Emile Delobre's Biography
Emile Victor Delobre (1873-1956) was born in Paris, France. At age 14, he was already enrolled in the Ecole des Decoratifs; by 17 he was studying at the Beaux-Arts. There he was instructed and inspired by the remarkable Gustave Moreau, among others. His fellow-classmates included: Matisse, Marquet, Roualt, Dufy, Manguin.

Mentioned in the Benezit, the French encyclopedia of great painters, he was the recipient of prizes at the Beaux-Arts; and later was acclaimed when he chose to exhibit at the Paris Salons. According to Christopher Wright, art historian, author and writer for the Los Angeles Times, Emile was "an accomplished painter." Wright attributes La Tours' The Fortune Teller, a painting acquired for $650,000 by the Metropolitan Museum in New York, to Emile Delobre. Nathan Wildenstein "found" him while "...he was in the Louvre, copying a picture with his accustomed skill and accuracy...(Wildenstein) was so impressed that, then and there, he asked Delobre to come to work for him." Delobre worked at Wildenstein's gallery as a consultant-restorer until he retired at 72.

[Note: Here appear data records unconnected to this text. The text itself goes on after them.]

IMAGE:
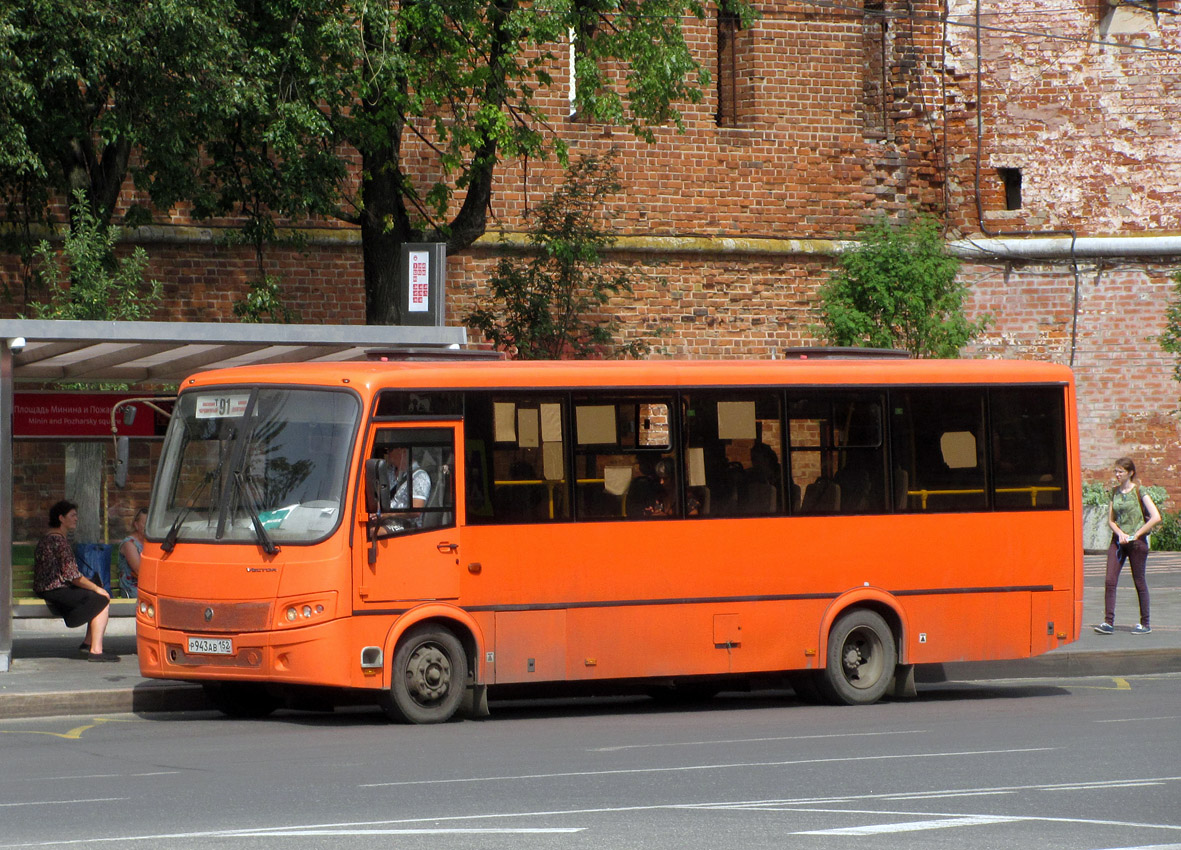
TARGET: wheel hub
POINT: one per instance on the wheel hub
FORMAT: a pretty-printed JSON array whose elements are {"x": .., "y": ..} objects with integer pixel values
[{"x": 429, "y": 674}]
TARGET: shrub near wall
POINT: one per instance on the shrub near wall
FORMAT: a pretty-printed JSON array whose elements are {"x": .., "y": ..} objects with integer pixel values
[{"x": 1096, "y": 503}]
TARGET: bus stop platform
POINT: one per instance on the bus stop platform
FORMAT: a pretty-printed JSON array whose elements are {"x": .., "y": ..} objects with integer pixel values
[{"x": 50, "y": 678}]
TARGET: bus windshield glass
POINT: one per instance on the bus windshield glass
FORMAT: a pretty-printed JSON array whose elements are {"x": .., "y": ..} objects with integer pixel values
[{"x": 258, "y": 465}]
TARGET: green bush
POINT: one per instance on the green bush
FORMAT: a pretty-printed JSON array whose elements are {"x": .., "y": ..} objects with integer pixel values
[{"x": 1167, "y": 536}]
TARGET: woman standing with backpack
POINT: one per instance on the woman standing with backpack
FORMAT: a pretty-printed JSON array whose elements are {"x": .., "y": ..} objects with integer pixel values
[{"x": 1131, "y": 517}]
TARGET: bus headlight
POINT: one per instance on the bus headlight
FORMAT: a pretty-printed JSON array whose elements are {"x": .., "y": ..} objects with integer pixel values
[{"x": 305, "y": 612}]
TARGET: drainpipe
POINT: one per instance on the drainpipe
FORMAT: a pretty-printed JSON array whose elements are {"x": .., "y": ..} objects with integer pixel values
[{"x": 1065, "y": 247}]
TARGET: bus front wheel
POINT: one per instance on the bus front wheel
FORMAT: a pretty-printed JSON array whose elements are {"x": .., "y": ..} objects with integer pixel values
[
  {"x": 429, "y": 677},
  {"x": 861, "y": 659}
]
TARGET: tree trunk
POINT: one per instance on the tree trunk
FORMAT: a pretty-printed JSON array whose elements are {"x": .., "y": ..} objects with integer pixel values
[
  {"x": 382, "y": 253},
  {"x": 85, "y": 489}
]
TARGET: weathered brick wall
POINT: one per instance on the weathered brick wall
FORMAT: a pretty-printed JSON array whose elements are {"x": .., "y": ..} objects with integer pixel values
[
  {"x": 39, "y": 473},
  {"x": 1093, "y": 128}
]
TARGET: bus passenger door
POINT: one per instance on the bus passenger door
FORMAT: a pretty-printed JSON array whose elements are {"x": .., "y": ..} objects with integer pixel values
[{"x": 409, "y": 547}]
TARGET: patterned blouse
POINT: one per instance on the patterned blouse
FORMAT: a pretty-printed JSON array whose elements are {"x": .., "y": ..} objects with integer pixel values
[{"x": 53, "y": 564}]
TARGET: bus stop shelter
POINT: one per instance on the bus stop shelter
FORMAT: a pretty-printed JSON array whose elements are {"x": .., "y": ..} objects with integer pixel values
[{"x": 161, "y": 354}]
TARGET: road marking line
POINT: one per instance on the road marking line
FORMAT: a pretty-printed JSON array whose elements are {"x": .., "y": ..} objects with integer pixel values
[
  {"x": 917, "y": 825},
  {"x": 72, "y": 734},
  {"x": 752, "y": 740},
  {"x": 739, "y": 765},
  {"x": 84, "y": 799},
  {"x": 1096, "y": 785},
  {"x": 341, "y": 832}
]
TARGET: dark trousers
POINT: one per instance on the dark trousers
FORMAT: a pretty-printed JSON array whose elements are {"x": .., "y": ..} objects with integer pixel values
[{"x": 1136, "y": 554}]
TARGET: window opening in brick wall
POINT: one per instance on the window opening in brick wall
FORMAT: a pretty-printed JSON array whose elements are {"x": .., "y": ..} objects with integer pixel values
[
  {"x": 728, "y": 69},
  {"x": 1012, "y": 182},
  {"x": 875, "y": 57}
]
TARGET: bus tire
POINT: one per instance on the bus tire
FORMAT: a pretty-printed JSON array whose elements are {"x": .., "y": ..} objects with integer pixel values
[
  {"x": 429, "y": 677},
  {"x": 861, "y": 659},
  {"x": 242, "y": 700}
]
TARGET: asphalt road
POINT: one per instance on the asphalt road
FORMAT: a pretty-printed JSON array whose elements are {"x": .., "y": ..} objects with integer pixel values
[{"x": 1081, "y": 764}]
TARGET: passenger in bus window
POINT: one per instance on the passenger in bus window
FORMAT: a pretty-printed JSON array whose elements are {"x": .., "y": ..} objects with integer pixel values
[
  {"x": 410, "y": 484},
  {"x": 131, "y": 549},
  {"x": 669, "y": 502}
]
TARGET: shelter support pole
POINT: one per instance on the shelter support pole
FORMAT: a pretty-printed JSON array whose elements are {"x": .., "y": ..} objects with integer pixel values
[{"x": 6, "y": 504}]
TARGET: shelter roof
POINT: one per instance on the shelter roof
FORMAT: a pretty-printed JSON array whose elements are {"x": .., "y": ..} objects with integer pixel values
[{"x": 168, "y": 352}]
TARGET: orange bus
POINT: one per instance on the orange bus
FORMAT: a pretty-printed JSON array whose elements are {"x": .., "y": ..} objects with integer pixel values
[{"x": 413, "y": 533}]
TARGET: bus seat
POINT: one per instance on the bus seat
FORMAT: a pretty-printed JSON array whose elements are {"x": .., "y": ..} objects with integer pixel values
[
  {"x": 822, "y": 496},
  {"x": 758, "y": 498},
  {"x": 901, "y": 490}
]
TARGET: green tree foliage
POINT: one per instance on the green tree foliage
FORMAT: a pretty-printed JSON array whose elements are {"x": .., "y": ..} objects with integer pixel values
[
  {"x": 898, "y": 289},
  {"x": 1170, "y": 340},
  {"x": 86, "y": 282},
  {"x": 448, "y": 89},
  {"x": 265, "y": 305},
  {"x": 85, "y": 84},
  {"x": 391, "y": 115},
  {"x": 549, "y": 307}
]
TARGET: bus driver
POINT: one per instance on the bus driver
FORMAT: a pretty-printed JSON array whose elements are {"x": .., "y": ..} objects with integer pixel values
[{"x": 410, "y": 484}]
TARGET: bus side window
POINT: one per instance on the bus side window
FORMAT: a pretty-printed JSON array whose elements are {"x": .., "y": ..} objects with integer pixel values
[
  {"x": 519, "y": 443},
  {"x": 619, "y": 448},
  {"x": 733, "y": 453},
  {"x": 837, "y": 452},
  {"x": 938, "y": 443},
  {"x": 1029, "y": 452}
]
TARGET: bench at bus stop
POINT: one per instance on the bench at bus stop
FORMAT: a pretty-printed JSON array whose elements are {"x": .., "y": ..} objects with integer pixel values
[{"x": 26, "y": 605}]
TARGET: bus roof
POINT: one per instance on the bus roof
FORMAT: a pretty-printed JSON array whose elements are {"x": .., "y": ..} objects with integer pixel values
[{"x": 517, "y": 374}]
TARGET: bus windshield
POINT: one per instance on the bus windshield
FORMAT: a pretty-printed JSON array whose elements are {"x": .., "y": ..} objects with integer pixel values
[{"x": 265, "y": 465}]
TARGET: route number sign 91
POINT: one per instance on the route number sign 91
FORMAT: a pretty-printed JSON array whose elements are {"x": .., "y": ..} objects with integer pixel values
[{"x": 222, "y": 406}]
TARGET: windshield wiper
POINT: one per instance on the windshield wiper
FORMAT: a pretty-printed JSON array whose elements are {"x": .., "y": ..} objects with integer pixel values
[
  {"x": 252, "y": 505},
  {"x": 170, "y": 537}
]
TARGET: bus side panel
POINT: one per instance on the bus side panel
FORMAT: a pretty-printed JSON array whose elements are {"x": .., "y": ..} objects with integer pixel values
[
  {"x": 692, "y": 640},
  {"x": 977, "y": 627}
]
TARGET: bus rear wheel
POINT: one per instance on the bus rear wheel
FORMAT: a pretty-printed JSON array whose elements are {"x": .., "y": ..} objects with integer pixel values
[
  {"x": 243, "y": 700},
  {"x": 861, "y": 659},
  {"x": 429, "y": 677}
]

A prolific artist of the Impressionist School, Emile Delobre's quest for the interesting landscape often took him to the countryside of France: Normandy, with its fishing villages and orchards; the Loire Valley, with its rolling rivers; and the south of France with its sunny beaches. He also traveled outside the country to Italy, Holland and Tunisia which inspired many of his paintings.

Delobre's many portraits of his family, with whom he lived his whole life, include his sisters, parents and nephew whom he raised. Here we find the intimacy and affection reflective of a gentle and harmonious life. His revealing, yet mysterious self-portraits, provide the viewer with a pictorial chronology of himself through the years until his old age. And his vast repertoire of classically posed nudes are all painted with a reverence for the beautiful.

Emile Delobre lived a modest life. Perhaps, overshadowed by the artistic giants of his age, he comes to us to be rediscovered as a painter of great sensitivity and grace. His purpose in painting seems not to have been to revolutionize art, but rather, to reaffirm it as the representation of all that man finds beautiful and inspiring. As Emile Delobre emerges from obscurity, we find a master of the impressionist technique, committed to the traditions of art and devoted to the expression of universal sentiment.